On this day 40 years ago sailors suddenly had no more reason to go to sea. On the 31st July 1970, at 11am – or 6 bells during the forenoon watch – the Royal Navy ladled out their last tots of rum to each and every seaman afloat. An eighth of a pint – about 70mls – was the measure, although when rum tots first appeared around 1731 each man received a half pint – and that was a pre-Imperial half pint, so roughly 235mls.
Between 1731 and 1970 the tot went through various service manifestations. After a while it was watered down at a ratio of 3 parts rum to 1 part water, then 2:1; the tot was also broken into two serves – morning and evening; and it even had lime juice added to help prevent scurvy. A kind of prescription Mai Tai…
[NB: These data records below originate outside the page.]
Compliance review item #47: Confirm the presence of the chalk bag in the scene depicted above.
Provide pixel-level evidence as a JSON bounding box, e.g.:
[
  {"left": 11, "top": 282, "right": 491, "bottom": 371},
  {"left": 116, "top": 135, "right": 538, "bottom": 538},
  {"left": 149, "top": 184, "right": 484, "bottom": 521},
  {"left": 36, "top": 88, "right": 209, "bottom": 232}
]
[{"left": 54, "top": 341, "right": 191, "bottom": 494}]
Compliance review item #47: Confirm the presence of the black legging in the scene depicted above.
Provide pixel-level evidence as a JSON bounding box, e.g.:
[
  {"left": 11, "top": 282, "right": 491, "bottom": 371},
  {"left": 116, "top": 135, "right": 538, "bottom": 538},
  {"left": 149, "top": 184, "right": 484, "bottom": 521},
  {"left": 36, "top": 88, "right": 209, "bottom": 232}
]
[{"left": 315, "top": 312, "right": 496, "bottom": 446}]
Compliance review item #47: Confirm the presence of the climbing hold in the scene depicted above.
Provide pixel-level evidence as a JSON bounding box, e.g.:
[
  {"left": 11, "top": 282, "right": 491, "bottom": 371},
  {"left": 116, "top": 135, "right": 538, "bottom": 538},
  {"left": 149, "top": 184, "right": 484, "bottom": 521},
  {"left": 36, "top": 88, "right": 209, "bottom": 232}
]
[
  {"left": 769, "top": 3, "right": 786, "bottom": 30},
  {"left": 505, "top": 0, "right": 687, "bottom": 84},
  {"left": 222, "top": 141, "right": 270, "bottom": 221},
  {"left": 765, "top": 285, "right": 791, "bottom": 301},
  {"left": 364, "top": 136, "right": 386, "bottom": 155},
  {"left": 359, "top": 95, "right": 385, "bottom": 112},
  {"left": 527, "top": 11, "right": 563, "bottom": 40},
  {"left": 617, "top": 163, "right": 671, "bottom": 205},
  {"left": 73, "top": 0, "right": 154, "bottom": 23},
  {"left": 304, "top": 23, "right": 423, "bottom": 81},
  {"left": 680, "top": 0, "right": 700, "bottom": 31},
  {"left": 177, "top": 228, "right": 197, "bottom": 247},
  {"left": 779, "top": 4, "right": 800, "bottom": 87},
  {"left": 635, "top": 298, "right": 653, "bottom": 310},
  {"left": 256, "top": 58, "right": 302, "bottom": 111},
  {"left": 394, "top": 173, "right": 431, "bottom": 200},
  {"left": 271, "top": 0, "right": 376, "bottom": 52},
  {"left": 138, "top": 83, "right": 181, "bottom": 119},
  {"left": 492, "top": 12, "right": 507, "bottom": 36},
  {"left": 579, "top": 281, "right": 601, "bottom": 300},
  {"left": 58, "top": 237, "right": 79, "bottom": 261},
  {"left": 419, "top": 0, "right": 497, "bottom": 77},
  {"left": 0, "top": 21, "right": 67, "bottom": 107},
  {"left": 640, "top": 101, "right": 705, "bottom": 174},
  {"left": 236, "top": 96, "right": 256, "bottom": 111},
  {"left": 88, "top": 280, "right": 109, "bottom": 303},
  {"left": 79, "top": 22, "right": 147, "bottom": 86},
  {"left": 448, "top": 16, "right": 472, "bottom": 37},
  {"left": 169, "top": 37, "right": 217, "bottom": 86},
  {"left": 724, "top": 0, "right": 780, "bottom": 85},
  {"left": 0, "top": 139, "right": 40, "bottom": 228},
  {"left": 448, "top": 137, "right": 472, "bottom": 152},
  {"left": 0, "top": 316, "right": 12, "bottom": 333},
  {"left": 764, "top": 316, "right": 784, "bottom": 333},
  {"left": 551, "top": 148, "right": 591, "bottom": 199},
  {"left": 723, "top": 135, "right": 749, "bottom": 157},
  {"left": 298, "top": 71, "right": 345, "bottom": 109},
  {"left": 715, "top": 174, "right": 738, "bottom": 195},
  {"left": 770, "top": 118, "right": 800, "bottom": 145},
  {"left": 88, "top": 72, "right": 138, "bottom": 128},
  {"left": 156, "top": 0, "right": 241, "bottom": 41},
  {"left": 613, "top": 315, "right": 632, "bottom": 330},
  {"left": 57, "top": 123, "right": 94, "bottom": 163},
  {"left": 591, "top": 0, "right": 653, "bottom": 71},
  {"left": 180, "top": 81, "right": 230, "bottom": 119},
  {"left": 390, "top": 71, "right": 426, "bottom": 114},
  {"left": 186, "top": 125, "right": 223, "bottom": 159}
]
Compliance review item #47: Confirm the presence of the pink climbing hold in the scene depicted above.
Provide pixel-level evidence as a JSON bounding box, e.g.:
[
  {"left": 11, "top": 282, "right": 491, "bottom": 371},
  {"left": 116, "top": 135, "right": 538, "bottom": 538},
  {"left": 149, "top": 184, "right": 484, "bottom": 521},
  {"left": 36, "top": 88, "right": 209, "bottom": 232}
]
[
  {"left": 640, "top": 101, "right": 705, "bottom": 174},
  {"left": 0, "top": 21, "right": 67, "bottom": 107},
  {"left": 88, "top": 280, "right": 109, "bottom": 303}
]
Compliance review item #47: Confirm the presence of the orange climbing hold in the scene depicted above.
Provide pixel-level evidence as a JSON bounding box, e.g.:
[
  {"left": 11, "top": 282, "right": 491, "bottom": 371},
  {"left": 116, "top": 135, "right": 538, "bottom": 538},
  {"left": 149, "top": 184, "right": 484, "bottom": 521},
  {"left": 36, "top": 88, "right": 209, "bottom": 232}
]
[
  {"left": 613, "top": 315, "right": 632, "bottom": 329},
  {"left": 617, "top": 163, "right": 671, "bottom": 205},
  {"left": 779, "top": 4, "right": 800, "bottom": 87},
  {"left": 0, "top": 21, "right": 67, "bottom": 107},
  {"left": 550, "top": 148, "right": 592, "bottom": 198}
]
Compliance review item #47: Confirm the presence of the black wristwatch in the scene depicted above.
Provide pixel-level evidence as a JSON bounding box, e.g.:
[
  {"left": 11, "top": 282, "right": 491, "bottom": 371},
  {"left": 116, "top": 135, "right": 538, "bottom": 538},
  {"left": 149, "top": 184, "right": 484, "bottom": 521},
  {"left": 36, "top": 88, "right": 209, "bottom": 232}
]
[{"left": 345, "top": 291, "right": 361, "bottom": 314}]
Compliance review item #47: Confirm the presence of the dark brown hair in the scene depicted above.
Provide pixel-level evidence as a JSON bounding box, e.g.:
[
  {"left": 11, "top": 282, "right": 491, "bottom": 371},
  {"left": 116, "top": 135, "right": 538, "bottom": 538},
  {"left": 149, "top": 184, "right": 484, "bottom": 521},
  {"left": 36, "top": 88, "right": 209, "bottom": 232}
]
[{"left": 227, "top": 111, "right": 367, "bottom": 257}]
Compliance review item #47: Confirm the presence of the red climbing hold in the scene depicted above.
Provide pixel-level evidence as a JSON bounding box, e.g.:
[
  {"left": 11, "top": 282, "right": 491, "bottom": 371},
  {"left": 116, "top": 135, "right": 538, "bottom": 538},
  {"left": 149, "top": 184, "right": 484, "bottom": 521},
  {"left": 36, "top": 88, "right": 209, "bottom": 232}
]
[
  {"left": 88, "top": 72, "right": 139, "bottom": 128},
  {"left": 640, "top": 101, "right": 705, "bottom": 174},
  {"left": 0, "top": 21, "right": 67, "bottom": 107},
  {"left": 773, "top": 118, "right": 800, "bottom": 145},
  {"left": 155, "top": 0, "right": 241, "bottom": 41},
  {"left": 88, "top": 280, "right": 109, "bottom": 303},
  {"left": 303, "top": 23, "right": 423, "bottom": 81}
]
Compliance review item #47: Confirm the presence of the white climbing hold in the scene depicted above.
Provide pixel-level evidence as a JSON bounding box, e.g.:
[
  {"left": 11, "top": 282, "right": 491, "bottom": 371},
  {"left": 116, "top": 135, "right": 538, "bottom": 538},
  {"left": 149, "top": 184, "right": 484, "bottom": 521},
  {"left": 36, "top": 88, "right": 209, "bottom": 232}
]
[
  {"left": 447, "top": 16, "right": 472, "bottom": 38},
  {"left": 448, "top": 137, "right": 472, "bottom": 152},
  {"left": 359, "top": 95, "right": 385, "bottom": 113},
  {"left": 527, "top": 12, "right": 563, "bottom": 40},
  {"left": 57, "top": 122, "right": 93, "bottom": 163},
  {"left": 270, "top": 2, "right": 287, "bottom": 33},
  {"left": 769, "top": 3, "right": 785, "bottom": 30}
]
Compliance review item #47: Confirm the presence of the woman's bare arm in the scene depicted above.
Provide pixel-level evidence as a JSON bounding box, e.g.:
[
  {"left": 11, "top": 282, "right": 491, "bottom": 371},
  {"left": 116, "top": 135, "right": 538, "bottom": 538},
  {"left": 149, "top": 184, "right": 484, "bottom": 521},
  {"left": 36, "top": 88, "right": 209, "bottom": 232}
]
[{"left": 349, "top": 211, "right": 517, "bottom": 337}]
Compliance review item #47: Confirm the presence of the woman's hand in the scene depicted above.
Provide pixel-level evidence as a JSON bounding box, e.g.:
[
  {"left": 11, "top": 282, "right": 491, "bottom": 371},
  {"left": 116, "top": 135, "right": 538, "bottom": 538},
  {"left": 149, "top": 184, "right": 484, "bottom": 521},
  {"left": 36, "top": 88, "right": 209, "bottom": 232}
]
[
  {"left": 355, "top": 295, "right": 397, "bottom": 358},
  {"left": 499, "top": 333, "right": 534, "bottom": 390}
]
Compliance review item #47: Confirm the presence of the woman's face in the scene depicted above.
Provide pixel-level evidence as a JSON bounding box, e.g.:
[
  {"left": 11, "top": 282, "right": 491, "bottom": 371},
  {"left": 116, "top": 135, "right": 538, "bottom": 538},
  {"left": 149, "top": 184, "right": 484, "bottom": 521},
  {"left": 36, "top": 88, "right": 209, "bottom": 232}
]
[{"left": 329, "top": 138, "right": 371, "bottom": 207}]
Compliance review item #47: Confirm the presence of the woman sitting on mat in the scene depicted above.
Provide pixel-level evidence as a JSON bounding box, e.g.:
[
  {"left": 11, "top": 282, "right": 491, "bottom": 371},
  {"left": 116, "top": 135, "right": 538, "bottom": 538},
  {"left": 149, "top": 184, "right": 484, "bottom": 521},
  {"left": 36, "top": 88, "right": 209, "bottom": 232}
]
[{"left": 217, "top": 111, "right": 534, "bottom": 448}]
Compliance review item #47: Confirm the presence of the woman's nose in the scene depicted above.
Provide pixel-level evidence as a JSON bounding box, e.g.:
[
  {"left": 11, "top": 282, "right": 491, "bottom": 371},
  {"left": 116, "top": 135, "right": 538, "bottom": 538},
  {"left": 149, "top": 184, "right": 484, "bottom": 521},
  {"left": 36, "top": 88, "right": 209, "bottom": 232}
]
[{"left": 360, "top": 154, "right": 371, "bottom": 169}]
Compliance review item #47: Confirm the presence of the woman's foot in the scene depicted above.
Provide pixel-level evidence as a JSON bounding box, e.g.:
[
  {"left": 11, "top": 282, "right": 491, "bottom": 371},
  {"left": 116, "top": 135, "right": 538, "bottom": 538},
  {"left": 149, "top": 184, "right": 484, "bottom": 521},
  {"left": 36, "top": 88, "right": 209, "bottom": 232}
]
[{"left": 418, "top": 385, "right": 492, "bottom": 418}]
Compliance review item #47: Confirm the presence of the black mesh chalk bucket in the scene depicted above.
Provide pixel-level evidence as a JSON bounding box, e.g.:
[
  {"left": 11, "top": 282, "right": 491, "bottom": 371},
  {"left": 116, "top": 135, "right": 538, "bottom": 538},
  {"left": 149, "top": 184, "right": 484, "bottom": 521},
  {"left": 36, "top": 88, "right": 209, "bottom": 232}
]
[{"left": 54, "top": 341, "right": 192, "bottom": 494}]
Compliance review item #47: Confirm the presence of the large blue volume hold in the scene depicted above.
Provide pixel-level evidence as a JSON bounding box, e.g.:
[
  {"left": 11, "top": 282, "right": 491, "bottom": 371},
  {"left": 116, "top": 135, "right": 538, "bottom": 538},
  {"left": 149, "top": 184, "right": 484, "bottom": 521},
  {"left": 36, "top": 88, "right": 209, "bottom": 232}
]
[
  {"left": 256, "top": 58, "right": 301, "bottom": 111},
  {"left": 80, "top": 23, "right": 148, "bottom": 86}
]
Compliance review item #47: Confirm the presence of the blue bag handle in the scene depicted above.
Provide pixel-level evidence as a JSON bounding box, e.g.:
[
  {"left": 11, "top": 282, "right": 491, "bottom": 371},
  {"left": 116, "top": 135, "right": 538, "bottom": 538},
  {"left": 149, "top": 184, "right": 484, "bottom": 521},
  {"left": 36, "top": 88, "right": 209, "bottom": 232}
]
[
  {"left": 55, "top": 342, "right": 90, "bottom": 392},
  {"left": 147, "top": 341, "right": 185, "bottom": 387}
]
But in the end Britain’s House of Commons decided that modern war ships had too much gadgetry in them to be operated safely by drunken sailors. The tot was abolished, replaced by an extra can of beer per man per day. Which going all the way back to 1731 was what rum had itself replaced – a wine gallon of beer a day was the sailor’s right in the early 18th Century. A wine gallon? Yes, about 3.7 litres. Or 10 stubbies. It was small beer, though, roughly 2.5% alcohol by volume. Which I think makes it sound even worse. Try drinking 10 stubbies of light beer day in day out and see how intellectually uplifted you become…
It would be nice to think there is a navy somewhere still serving the daily tot of rum, but I’m not sure. The Royal Australian Navy abolished the rum tot in 1921 – the first Commonwealth country to do so. We’ve been a bunch of Nannies longer than I thought.